TMS equipment usually consists of a small electromagnetic coil and a computer which controls the frequency and power output.

Figure 2: TMS machines deliver electrical currents into the brain through induction from an electromagnetic coil.

Transcranial Photobiomodulation (tPBM)

Transcranial photobiomodulation or brain photobiomodulation is a newer field of brain stimulation that uses LEDs or lasers to deliver light energy in the near-infrared to far-infrared (800 – 1000+ nm) wavelengths to the brain.

Mechanisms

Brain photobiomodulation (PBM) utilizes red to near-infrared (NIR) photons to stimulate the cytochrome c oxidase enzyme of the mitochondrial respiratory chain. Cytochrome c oxidase is receptive to light energy. This results in an increase in ATP synthesis, leading to the generation of more cellular energy. Additionally, photon absorption by ion channels results in release of Ca²⁺ which leads to the activation of transcription factors and gene expression.

Published study (May 2022) using the Vielight Neuro Alpha on how neurons and cellular components such as microtubules and tubulin respond to near-infrared PBM.
Published study (April 2019) using the Vielight Neuro Gamma on how near-infrared PBM could positively cognition, memory consolidation and mental energy.

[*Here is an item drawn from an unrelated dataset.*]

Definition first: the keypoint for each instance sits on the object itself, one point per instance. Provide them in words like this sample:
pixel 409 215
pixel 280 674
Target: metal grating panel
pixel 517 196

Figure 3 Mechanisms of photobiomodulation

Therapeutic Outcomes of Brain Photobiomodulation: CCO upregulation

The absorption of red to NIR photons by mitochondria CCO triggers a series of cellular and physiological effects occur in the brain, also known as CCO upregulation.

CCO upregulation leads to:

A small increase in reactive oxygen species (ROS), which activate mitochondrial signaling pathways linked to neuroprotection.^[13]
An increase in nitric oxide (NO) which stimulate vasodilation and cerebral blood flow.^[14]
An increase in ATP production^[15]
Combined, these effects trigger and improve the activation of signaling pathways and transcription factors that modulate the long-term expression of various proteins and metabolic pathways in the brain.[6] Additionally, electrophysiological effects on the human brain have also been demonstrated by PBM in older people.^{[16, 17]}

Metabolic effects and brain oxygenation

The metabolic effects of PBM in the elderly have been shown to increase cerebral blood flow (CBF) due to the increase in CCO activity, leading to an increase in brain oxygenation. Photobiomodulation of the prefrontal cortex was able to increase the resting-state EEG alpha, beta and gamma power, and more efficient prefrontal fMRI response, facilitating cognitive processing in the elderly. ^[18] Additionally, photobiomodulation of the Default Mode Network (DMN) has also been shown to increase cerebral perfusion due to an increase in mitochondrial activity. ^[19]

Brain PBM and anti-inflammatory effects

In addition to the above findings, PBM may be a promising strategy for improving aging brains because of its anti-inflammatory effects. ^{[20, 21]}

Brain PBM leads to a reduction in neuronal excitotoxicity

In 2022, researchers from the University of Alberta published a multi-layered study investigating the way that living cells, cellular structures, and components such as microtubules and tubulin respond to near-infrared photobiomodulation (NIR PBM) using the Vielight Neuro Alpha.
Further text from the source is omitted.